Sabır, bir zaviyeden diyanetin yarısını teşkil eden çok önemli bir kalbî ameldir; o sadece belalara münhasır değildir, onun pek çok çeşidi, derinliği, yanı vardır. Hazreti Üstad, belli başlı sabır çeşitlerini üç kategoride toplamış; hususiyle masiyetten uzak durmayı, musibetlere katlanmayı ve
ibadet ü taatte devamlı olmayı nazara vermiştir. Bununla beraber, sabredilen hususlar itibarıyla sabır çeşitlerini çoğaltmak da mümkündür: Dünyanın cezbedici güzellikleri ve nefsi gıcıklayan nimetleri karşısında istikameti koruma adına sabır, belli bir vakte bağlı işlerde zamanın çıldırtıcılığına karşı sabır, ermiş insanların can ü gönülden cemâl-i İlahi'yi arzu etmelerine rağmen dine hizmeti kendi nefislerine
tercih ederek burada kalıp vazifeye devam etmeleri, her anı "Refik-i A'la" hülyalarıyla geçirdikleri halde O'nun takdirine rıza göstererek ölümü değil O'nun hoşnutluğunu istemeleri şeklindeki vuslata karşı sabır... bunlardan bazılarıdır.

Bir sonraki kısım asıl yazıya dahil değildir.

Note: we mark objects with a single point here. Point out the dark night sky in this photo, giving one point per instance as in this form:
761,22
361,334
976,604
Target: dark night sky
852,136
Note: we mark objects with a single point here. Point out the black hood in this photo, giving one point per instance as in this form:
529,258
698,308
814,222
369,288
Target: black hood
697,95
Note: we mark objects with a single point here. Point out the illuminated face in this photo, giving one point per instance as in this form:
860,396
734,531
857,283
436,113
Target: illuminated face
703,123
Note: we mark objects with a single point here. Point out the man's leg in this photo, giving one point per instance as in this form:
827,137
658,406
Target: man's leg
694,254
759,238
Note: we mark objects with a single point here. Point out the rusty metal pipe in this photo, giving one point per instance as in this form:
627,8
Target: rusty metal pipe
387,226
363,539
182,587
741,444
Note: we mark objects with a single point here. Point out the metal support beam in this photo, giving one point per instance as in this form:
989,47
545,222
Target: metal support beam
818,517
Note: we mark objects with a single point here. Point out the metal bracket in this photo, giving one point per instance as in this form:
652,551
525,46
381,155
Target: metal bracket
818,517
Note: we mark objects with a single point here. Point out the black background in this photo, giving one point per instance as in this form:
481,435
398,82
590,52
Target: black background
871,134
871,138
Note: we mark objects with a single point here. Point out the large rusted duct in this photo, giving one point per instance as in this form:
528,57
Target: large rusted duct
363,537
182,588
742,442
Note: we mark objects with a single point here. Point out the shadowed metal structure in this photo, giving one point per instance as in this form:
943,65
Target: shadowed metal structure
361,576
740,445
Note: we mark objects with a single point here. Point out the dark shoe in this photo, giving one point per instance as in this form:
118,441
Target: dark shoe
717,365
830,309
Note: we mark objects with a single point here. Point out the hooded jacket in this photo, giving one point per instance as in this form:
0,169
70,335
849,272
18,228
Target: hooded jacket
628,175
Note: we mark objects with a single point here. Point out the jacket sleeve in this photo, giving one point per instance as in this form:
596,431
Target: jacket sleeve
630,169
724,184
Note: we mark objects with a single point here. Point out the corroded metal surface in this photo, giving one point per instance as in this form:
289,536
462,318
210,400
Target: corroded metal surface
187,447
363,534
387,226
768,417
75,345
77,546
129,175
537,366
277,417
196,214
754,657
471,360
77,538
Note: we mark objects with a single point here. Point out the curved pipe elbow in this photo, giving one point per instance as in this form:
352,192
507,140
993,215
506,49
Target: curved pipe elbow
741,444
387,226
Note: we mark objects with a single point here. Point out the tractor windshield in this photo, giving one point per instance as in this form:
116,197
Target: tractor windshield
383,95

Bu itibarla, bilhassa sokakların birer kanal haline gelip gözlerden gönüllere günah akıtıp durduğu günümüzde masiyetten kaçma ve ibadet ü taate sarılma adına sabır talebi çok önemlidir. Her mü'min hemen her zaman "Allah'ım! Kalbime ibadet ü taati şirin ve günahları da çirkin göster; kulluğu bana sevdir, günahlara karşı içimde tiksinti hissi uyar. İbadetlerde devamlı olma, kötülüklerden uzak durma konusunda beni sabırlı kıl!" mülahazalarıyla oturup kalkmalıdır.
1- Hazreti Üstad, belli başlı sabır çeşitlerini üç kategoride toplamış; hususiyle günahlardan uzak durmayı, musibetlere katlanmayı ve ibadet ü taatte devamlı olmayı nazara vermiştir.
2- Sokakların birer kanal haline gelip gözlerden gönüllere günah akıtıp durduğu günümüzde, günahlardan kaçma ve ibadet ü taate sarılma adına sabır talebi çok önemlidir.